Physical Abuse, Punishment, and Torture: According to the EHRC, all parties to the conflict engaged in torture and ill-treatment of civilians and captured combatants. Victims were reportedly beaten with electric cables and metal pipes, detained incommunicado, threatened with guns to their heads, and deprived of food and water. Civilians in Western Tigray were reportedly tortured and ill-treated mainly because of their ethnic identities. Elsewhere, captured soldiers and fighters, as well as civilians suspected of providing support to them, were reportedly tortured.
The ICHREE found reasonable grounds to believe that the ENDF, EDF, and the Fano militia had committed acts of rape and sexual violence against Tigrayan women and girls. In some instances, the attackers expressed an intent to render the survivors infertile and used dehumanizing language that suggested an intent to destroy the Tigrayan ethnicity. According to the ICHREE, TPLF forces also committed acts of rape and sexual violence, albeit on a smaller scale.
According to the Conduct in UN Field Missions online portal, there were two open allegations of sexual exploitation and abuse by the country’s peacekeepers deployed to a UN peacekeeping mission: one submitted in 2018 allegedly involving an exploitative relationship with an adult in the UN Mission in Liberia and one submitted in late 2020 allegedly involving transactional sex in the UN Interim Security Force in Abyei. As of October 2021, the United Nations had substantiated the 2018 allegation and repatriated the perpetrator, but the government had not yet reported regarding accountability measures taken.
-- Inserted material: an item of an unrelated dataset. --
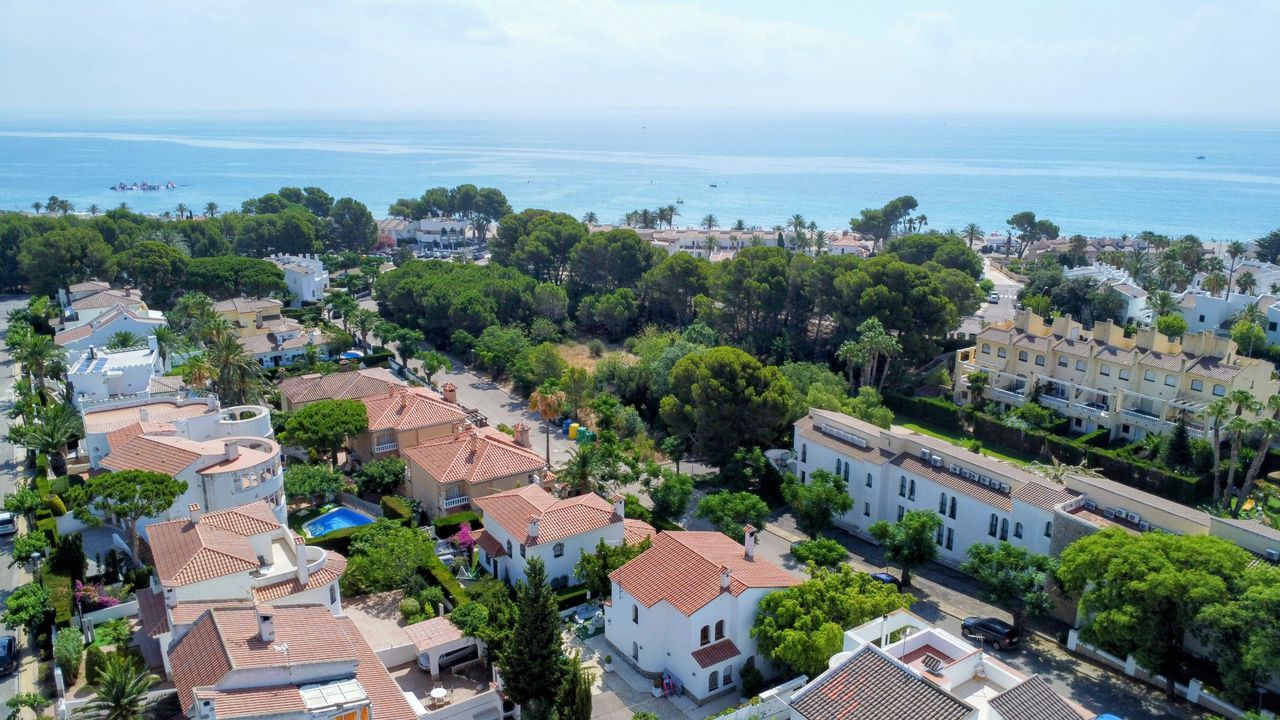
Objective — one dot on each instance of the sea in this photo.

Concerning the 2020 allegation, the United Nations had taken an interim action (suspension of payments), but results of the investigation remained pending, as was any final action.
Child Soldiers: There were some reports of unlawful recruitment and use of child soldiers by government forces and armed groups. The government and the TPLF alleged the other had unlawfully recruited and used child soldiers, denying the unlawful recruitment and use of child soldiers within their own forces.
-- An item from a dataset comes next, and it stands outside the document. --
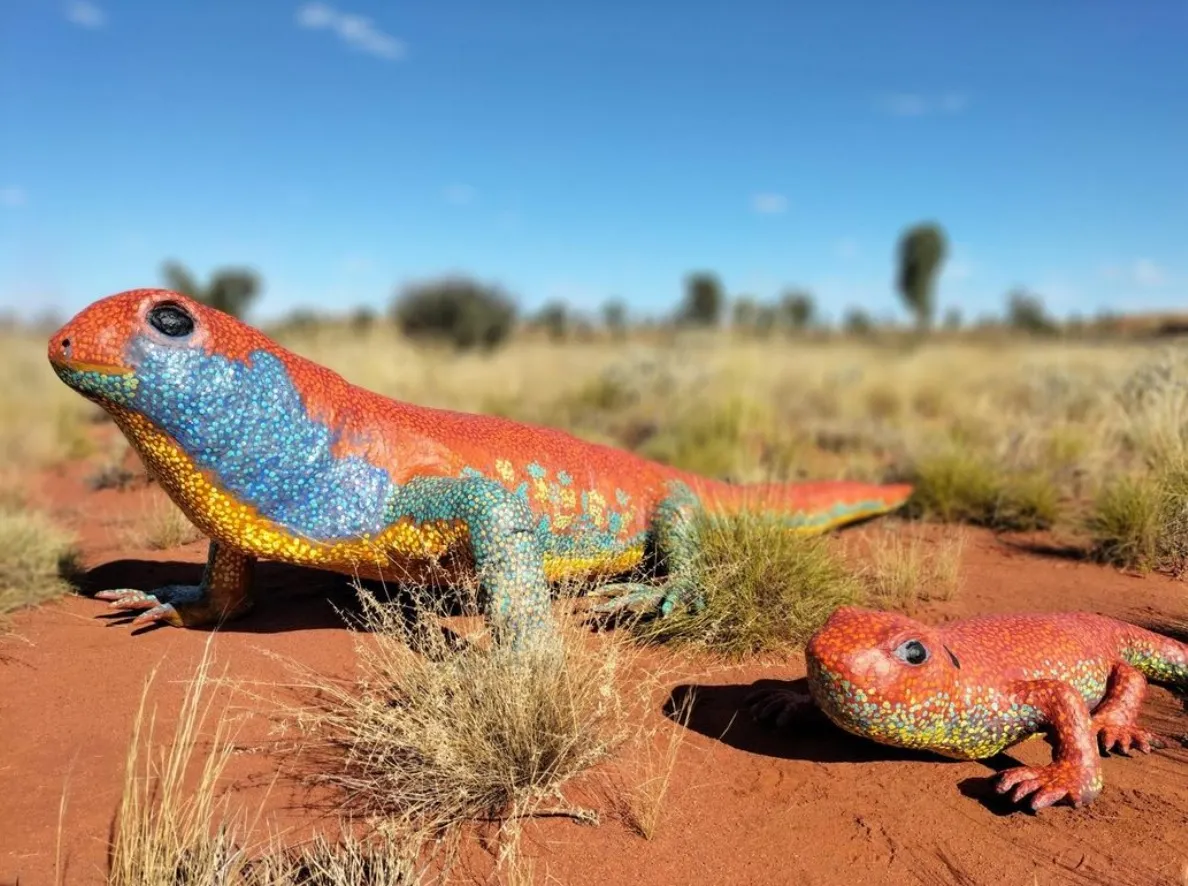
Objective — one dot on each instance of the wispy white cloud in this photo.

According to an October media report, the government forcibly recruited child soldiers from southern Oromia to fight against the TPLF. The government repeatedly denied the allegations of forced recruitment, maintaining youth of legal age joined security forces voluntarily.
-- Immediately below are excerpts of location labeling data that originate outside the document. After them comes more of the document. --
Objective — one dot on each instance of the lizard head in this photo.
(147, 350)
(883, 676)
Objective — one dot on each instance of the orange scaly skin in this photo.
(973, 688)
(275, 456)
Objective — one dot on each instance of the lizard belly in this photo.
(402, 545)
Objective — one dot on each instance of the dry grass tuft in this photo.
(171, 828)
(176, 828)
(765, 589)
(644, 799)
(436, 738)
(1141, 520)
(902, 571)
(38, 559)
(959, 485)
Other Conflict-related Abuse: In the context of the conflict in the northern part of the country, international organizations, including the United Nations, reported that a humanitarian crisis, including man-made widespread famine, was unfolding and sought to assist with basic services, food, and medical supplies. The government, however, reportedly impeded or blocked access to areas in need of humanitarian assistance in Tigray, except during the humanitarian truce from March 24 to August 24 and following the November Cessation of Hostilities Agreement (COHA). In their September report, the ICHREE found grounds to believe that the federal government and allied regional state governments have implemented a widespread range of measures designed to systematically deprive the population of Tigray of material and services indispensable for its survival, including health care, shelter, water, sanitation, education, and food.
In April HRW reported that interim authorities in control of Western Tigray, as well as Amhara authorities and forces, clarified – via oral and at times written threats – they intended to push Tigrayans out of “this land” and east across the Tekeze river (a natural boundary with the Northwestern Zone of Tigray). According to HRW, these forces, at times with the acquiescence and possible participation of federal forces, engaged in the forcible transfer of hundreds of thousands of Tigrayans from the territory (see section 2.d.). In November the TPLF reported that 3,000 additional Tigrayan men had been rounded up and moved to unknown destinations in Western Tigray.